UN DICTADOR DESBOCADO…

Gabriel Orellana Rojas

«A Dios no le gustan los dictadores». Papa Francisco, 18 de septiembre 2019. 

De una publicada el ocho de los corrientes por Infobae me interesó especialmente este pasaje: «Nancy Pelosi [tercera persona en el orden de la sucesión presidencial en su país, valga aclarar] dijo que habló con el máximo general de EEUU para prohibir que Trump ordene “acciones militares o un ataque nuclear”. La líder demócrata en la Cámara de Representantes indicó […] que se contactó con el jefe del estado mayor conjunto porque “este presidente desbocado no podría ser más peligroso”, y que este le aseguró que efectivamente tomaron medidas en esa línea.»  Agrega la misma nota que también conversaron sobre las «precauciones disponibles para evitar que un presidente inestable inicie hostilidades militares o tenga acceso a los códigos nucleares y ordene un ataque nuclear.» Y es que no es para menos: ¡diez minutos es el tiempo que le tomaría al presidente estadounidense ordenar un ataque de esa naturaleza!  Es algo que una potencia mundial no se puede permitir.

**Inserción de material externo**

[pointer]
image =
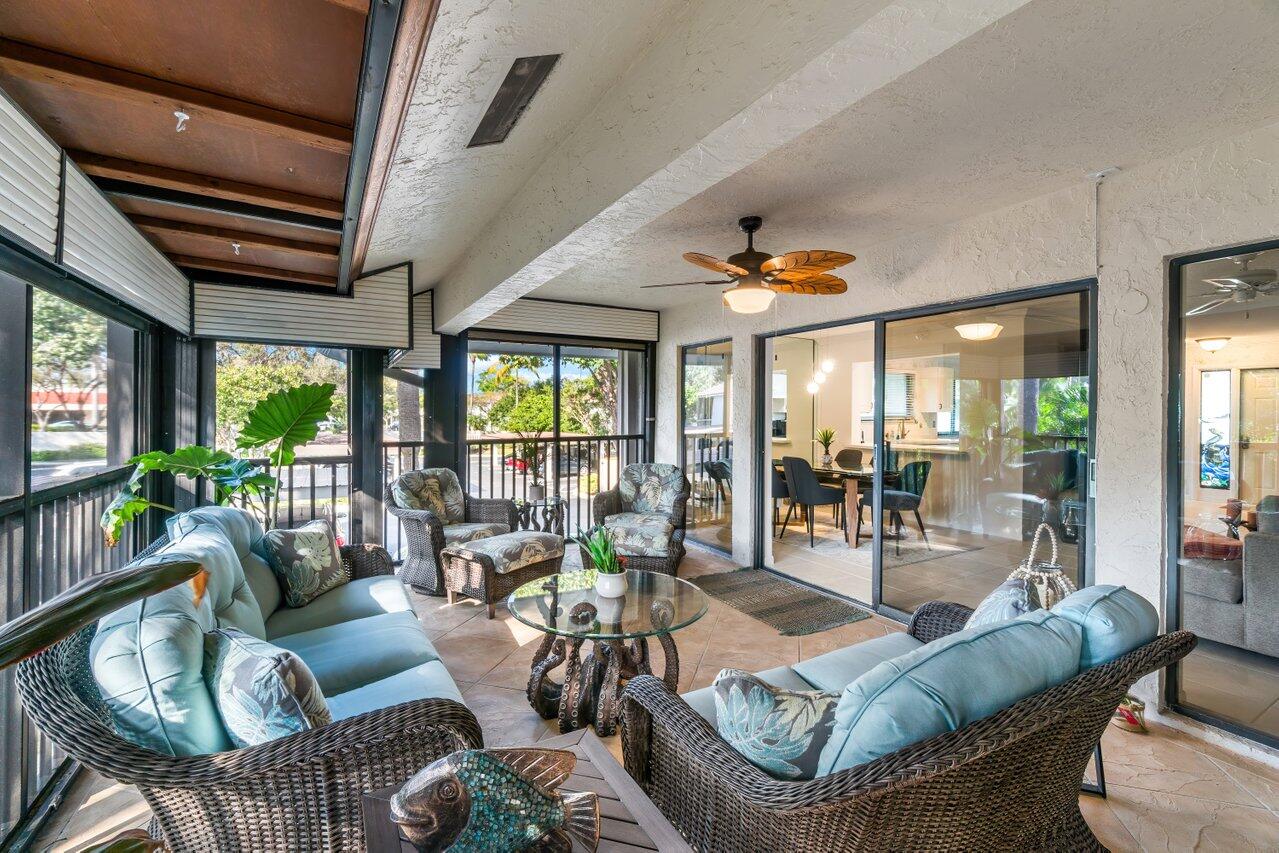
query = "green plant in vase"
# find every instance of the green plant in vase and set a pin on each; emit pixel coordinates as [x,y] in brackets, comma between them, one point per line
[610,567]
[825,436]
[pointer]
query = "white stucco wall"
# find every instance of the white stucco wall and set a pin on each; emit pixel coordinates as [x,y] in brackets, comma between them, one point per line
[1213,196]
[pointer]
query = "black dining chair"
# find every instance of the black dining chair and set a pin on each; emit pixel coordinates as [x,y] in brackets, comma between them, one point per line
[778,486]
[849,458]
[808,493]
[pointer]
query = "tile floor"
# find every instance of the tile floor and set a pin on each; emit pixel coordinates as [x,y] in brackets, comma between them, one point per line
[1168,792]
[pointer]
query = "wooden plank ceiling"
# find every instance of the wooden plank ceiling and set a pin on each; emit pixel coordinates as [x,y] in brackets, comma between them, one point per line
[251,186]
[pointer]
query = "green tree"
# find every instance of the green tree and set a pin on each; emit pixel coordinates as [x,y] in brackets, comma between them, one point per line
[68,354]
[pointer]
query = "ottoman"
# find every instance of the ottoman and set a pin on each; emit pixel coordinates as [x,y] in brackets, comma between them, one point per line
[491,568]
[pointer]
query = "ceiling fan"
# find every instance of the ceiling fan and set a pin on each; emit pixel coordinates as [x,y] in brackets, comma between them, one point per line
[1243,285]
[759,276]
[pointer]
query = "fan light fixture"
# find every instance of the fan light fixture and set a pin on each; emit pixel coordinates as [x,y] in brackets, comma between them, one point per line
[748,298]
[979,330]
[1213,344]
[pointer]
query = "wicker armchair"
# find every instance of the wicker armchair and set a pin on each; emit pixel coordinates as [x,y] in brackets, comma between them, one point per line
[423,531]
[1009,782]
[615,500]
[301,792]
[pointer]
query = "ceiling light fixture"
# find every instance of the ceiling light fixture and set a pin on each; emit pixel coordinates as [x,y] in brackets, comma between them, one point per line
[979,330]
[748,297]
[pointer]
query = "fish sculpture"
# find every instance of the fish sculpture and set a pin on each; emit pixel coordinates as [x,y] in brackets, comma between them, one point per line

Haciendo a un lado la simpatía o la antipatía que produzca el señor Trump, me parece importante dimensionar con serenidad de ánimo el peligro que entraña que ¡un solo individuo!,  con poderes cuasi absolutos y con poco raciocinio pueda poner en el peligro la paz del mundo a causa de sus reacciones viscerales. No hay que olvidar que Arthur Schlessinger afirmó que la de su país es una «Presidencia Imperial».

Escribiendo sobre un tema de boga en el siglo XVI cual es el perfil cualitativo que deben tener los gobernantes, el tratadista español Juan Huarte de San Juan, dijo que: «No hay cosa más perjudicial en la República que un necio con opinión de sabio, mayormente si tiene algún mando y gobierno.» (Examen de Ingenios para las Ciencias, 1575).

Es interesante señalar además que la inquietud expresada por Huarte de San Juan se ha mantenido vigente hasta nuestros días; baste con señalar el artículo 113 de nuestra Carta Fundamental. Y en la literatura existe de ello abundante material, como lo demuestran –a título de ejemplo— las obras de Nicolás de Maquiavelo (El Príncipe); de Juan de Mariana (La dignidad real y la educación del rey); Fray Antonio de Guevara (Relox de Príncipes); Diego Saavedra Fajardo (Empresas Políticas); Francisco Quevedo (Política de Dios, Marco Bruto); y Federico II de Prusia (Anti-Maquiavelo), Montaigne (Ensayos); Francis Bacon (Ensayos); Policarpo Cavero Combarros (Rango psicológico del gobernante) y Enrique Salgado (Erótica del poder). Pero todas estas obras –y las que me faltaría agregar— han sido insuficientes para impedir que personajes como Adolfo Hitler, Benito Mussolini y Iósif Stalin entre otros, sin olvidar otros tantos que existen y gobiernan hoy en día, hallan llegado al poder. La conclusión resultante de todo esto es que, hasta la fecha, no ha existido forma ni medio alguno para dominar el apetito de poder del animal político, excepto la fortaleza de las instituciones… en casos muy contados.

En la presentación del libro de Combarros se indica que, en los primeros años de su existencia, el Profesor de la Universidad de Viena, Erwin Stransky (1877-1962), autor –entre otros—del libro Staatsfürhrung und Psychopathie, presentó a la Organización de las Naciones Unidas un proyecto cuya idea fundamental era «que todos los hombres llamados a ocupar un puesto de gobierno deben ser sometidos a previo reconocimiento psiquiátrico».  Idea  ésta que me parece sensata y consecuente con la realidad que recién había sufrido el continente Europeo. 

Soñaba el Abad de San Pedro y yo también sé soñar, tituló don José Cecilio del Valle uno de sus más famosos artículos. Y la idea que ahora extraigo de este título es que, hablando en términos locales y contemporáneos, la idea de Stransky no es descabellada.  Debería aplicarse por parejo en nuestro país a toda la clase política, sin excepción:  diputados, ministros de estado y, por supuesto, a los aspirantes a jefes del organismo ejecutivo. Nada tiene de raro.  Se emplea para seleccionar jueces, magistrados y empleados y funcionarios públicos.  ¿A cuenta de qué hacer excepciones?